Strop, 31, already had settled on a one-year, $5.5 million deal to beat the arbitration deadline. He and the Cubs added a $5.85 million salary in 2018 and a $6.25 million option for 2019 (with a $500,000 buyout).
“I’m really glad they made this happen,” said Strop, who had a 2.85 ERA last year, despite being hampered late in the season by knee and groin injuries. “I love this team and the fans, and I love the city of Chicago.”
The hard-throwing Strop — a clubhouse favorite and leader — said he might have been able to land a deal in free agency next winter to be a closer. But, he said, “I like to win better than roles.”
The big unveil
After months of behind-the-scenes work and public anticipation, Jason Heyward and his new swing make their 2017 debut Saturday in the leadoff spot in the Cubs’ Cactus League home opener.

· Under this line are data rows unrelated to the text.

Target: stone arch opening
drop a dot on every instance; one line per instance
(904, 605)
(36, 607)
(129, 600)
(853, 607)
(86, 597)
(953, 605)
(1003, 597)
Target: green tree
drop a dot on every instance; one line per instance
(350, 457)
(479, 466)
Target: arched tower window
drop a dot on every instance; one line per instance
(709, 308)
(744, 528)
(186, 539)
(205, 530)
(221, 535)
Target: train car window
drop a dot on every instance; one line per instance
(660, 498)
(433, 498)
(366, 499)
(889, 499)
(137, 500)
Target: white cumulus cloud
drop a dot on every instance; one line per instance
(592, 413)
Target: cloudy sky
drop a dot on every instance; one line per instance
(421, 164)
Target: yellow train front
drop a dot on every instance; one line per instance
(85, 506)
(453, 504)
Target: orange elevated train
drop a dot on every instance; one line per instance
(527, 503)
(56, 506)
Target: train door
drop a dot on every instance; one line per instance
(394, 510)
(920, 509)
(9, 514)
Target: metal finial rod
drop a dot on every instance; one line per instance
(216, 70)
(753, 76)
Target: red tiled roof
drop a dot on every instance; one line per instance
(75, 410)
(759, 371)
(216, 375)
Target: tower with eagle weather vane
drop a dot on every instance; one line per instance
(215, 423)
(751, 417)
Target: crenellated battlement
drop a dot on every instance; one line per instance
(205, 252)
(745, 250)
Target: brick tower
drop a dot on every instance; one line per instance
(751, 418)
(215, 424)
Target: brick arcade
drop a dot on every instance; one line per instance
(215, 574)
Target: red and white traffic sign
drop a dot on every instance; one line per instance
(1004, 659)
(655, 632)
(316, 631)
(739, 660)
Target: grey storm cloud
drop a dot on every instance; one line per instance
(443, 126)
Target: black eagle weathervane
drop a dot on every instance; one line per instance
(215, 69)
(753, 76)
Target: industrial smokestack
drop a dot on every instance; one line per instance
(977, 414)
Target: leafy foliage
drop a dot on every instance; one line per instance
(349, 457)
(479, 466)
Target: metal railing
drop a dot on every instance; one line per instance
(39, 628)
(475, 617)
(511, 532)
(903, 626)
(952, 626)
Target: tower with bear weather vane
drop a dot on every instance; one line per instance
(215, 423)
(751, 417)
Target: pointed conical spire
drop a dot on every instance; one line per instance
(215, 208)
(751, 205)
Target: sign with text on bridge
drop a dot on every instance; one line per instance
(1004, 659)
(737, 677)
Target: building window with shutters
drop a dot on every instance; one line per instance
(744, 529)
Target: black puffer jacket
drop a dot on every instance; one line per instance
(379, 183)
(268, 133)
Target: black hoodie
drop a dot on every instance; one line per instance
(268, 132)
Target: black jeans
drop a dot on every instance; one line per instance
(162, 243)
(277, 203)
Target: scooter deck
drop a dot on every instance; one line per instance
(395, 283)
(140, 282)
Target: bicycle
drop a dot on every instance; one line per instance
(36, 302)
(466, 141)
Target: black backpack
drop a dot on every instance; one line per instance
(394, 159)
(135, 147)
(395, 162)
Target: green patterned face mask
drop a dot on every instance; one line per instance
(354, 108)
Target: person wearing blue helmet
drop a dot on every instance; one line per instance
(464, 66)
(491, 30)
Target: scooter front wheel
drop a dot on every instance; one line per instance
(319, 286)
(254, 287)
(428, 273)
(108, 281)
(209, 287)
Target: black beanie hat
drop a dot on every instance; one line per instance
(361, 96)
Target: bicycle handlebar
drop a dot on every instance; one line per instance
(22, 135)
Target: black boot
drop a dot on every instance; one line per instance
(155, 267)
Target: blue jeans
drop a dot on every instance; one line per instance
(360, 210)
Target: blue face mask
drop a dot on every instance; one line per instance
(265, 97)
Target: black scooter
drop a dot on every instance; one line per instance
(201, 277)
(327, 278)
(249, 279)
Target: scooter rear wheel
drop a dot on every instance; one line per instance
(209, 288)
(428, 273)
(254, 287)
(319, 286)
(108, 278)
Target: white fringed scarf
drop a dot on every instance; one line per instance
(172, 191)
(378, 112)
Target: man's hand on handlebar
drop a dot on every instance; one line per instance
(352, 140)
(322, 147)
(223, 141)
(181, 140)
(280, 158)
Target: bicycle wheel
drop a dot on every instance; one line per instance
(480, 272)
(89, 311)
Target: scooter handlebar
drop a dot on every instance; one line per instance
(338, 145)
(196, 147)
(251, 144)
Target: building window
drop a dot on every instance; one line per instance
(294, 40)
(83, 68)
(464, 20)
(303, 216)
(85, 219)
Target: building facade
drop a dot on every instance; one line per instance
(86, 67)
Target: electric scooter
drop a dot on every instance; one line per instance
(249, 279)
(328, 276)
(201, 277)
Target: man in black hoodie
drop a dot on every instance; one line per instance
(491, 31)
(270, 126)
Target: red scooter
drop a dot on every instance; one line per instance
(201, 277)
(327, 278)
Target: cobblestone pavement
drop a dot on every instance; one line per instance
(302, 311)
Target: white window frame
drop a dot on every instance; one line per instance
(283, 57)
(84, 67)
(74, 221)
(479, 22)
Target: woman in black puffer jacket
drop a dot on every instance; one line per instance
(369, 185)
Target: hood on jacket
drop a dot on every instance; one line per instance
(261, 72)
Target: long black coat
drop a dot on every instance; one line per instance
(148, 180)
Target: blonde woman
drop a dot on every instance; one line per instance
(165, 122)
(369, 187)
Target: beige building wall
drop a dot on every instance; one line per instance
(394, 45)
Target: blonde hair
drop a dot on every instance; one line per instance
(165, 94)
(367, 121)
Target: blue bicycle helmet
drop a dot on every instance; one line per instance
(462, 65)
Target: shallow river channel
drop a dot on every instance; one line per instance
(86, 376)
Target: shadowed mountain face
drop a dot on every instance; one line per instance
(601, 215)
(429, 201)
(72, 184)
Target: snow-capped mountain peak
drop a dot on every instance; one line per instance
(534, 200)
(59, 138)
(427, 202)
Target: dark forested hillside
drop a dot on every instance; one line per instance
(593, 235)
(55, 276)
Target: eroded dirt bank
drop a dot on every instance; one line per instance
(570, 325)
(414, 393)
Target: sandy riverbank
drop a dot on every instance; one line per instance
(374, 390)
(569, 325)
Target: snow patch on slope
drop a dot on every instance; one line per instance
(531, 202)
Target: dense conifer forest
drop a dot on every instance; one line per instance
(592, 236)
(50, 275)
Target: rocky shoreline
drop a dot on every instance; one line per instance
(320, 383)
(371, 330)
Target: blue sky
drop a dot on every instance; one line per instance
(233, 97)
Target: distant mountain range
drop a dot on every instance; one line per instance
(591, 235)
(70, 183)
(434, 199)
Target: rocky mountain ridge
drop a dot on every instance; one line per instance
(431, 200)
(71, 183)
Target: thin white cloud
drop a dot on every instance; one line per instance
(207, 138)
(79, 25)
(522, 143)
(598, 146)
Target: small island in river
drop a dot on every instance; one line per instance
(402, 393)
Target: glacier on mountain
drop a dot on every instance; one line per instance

“I’ve been watching him in batting practice, and I can see it’s a lot freer and the ball’s coming off hotter,” manager Joe Maddon said. “But it’s all about game. I’m really eager for him because everybody just talks about all the work he’s done all winter. And I sense that he feels good about it and he’s kind of in a nice, peaceful moment with himself. So it’ll be really fun to watch.
“Of course, there’s still going to be probably some tweaking to go with it as they move it further forward. But I like it.”
Maddon said Heyward could get a slight increase in at-bats over a normal spring as he works to bounce back from the worst offensive season of his career (.230, seven homers, .631 OPS).